Tuesday, December 23, 2008

All GPs to get economics training


All NHS GPs in England are to be trained to spot the early sign of recession, under government plans.

After announcing radical plans this week to highlight yet another reason why GPs are a bunch of crap, ministers also want help in spotting blindingly obvious fiscal and economic illiteracy on the part of the Government.

About 700,000 people in the UK have lost their job this week, a total that is expected to double or triple.

The Treasury says it will ensure appropriate training is provided to health professionals and create more chances for them to specialise in fiscal policy and macro-economics.

It will be interesting to find out how they are going to train people to spot the early signs of recession disease because Gordon Brown hasn't got a fucking clue, which is largely why we're in this mess in the first place
Dr Francis Rant
The Dr Rant Foundation

A spokeswoman said: "We want to make sure that every GP is trained to spot the first signs of recession, and to refer patients on to the Citizen's Advice Bureau.

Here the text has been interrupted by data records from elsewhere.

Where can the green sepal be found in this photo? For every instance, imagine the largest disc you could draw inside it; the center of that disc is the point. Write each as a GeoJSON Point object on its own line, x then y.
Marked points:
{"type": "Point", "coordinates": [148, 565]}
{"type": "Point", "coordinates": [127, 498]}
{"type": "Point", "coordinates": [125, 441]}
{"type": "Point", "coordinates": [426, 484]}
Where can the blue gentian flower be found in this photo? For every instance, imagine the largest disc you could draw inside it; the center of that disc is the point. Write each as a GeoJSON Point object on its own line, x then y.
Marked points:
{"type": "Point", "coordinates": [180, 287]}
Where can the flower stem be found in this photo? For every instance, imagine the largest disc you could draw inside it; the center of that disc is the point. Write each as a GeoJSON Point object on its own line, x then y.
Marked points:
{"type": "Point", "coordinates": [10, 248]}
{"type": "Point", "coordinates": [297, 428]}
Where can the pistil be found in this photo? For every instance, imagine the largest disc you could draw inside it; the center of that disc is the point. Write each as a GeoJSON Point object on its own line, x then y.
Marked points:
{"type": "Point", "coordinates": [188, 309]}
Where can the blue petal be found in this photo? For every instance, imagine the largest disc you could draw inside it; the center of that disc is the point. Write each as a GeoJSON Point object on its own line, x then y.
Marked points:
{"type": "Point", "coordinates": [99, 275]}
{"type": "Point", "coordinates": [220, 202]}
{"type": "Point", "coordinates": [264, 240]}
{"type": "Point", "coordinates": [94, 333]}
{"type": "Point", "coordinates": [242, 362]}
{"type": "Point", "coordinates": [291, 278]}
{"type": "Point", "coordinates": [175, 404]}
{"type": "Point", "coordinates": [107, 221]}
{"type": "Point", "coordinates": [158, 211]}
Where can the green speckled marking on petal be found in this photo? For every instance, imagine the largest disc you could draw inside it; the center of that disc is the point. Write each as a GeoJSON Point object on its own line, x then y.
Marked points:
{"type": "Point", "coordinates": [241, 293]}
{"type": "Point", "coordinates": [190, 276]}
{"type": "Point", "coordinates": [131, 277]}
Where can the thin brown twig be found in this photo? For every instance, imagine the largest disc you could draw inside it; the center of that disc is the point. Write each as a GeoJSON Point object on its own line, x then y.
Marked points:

"The Treasury will work with all relevant medical and nursing organisations - including the Royal College of GPs, Skills for Care and the NHS - to make sure that appropriate training is provided for medical students.

Family GP, Dr Francis Rant, said "Apparently, Gordon Brown has put an end to Tory 'Boom and Bust'. That particular bit of horse-shit manta will probably come back to bite the clunk-jawed fucktard on his spotty arse, because it looks like we're heading for a gigantic bust of truely page 3 proportions. Totally 'tits-up' would be another way of putting it."

"Of course, as an untrained GP, I wasn't able to see that allowing people with no job, no assets and no income to have £250k mortgage to buy a shoebox on a floodplain wasn't the very basis of a sensible economic strategy. Thanks to this wonderful new training opportunity, I might be able to spot the next asset price driven economic bubble compounded by endemic reckless debt trading, even if it has been labelled as 'the new economic paradigm', in plenty of time to warn the incumbent government before Sterling collapses.

He added: "One of the big problems in the early stages is that a lot of people with financial difficulties cover it up... and although some will come to the surgery, far more often it's relatives who ring us up.

"I would encourage relatives if they are worried to not vote for Gordon Brown next time, and try earning money before you spend it."

Monday, December 22, 2008

Shoe throwing hero suspended for expressing opinion

Muntadhar al-Zeidi throwing a shoe at Dame Carol yesterday.


Iraqi shoe-throwing journalist Muntadhar al-Zeidi thought that being beaten up and thrown in jail for two years for doing something that really, really needed doing, is at it again.

Dr Rant has received this open letter which Muntadhar al-Zeidi has published on the internet regarding Dame Carol Bush. Dame Bush (or 'Big Beaver' Bush as she is affectionately known as in medical circles) is the second cousin of President Bush. Like her even more famous relation, Dame Carol, is deeply unpopular with those forced to live under her iron rule.

In his letter, Muntadhar al-Zeidi really lets Dame Carol have it:


Dear Dame Carol Black,

Whilst I do not know you, there are - on publick record - words and actions of yours which may attest to your character and integrity.

I may do you a disservice but in many respects you have become somewhat of a figurehead.

If is a genuine pleasure not to have met you.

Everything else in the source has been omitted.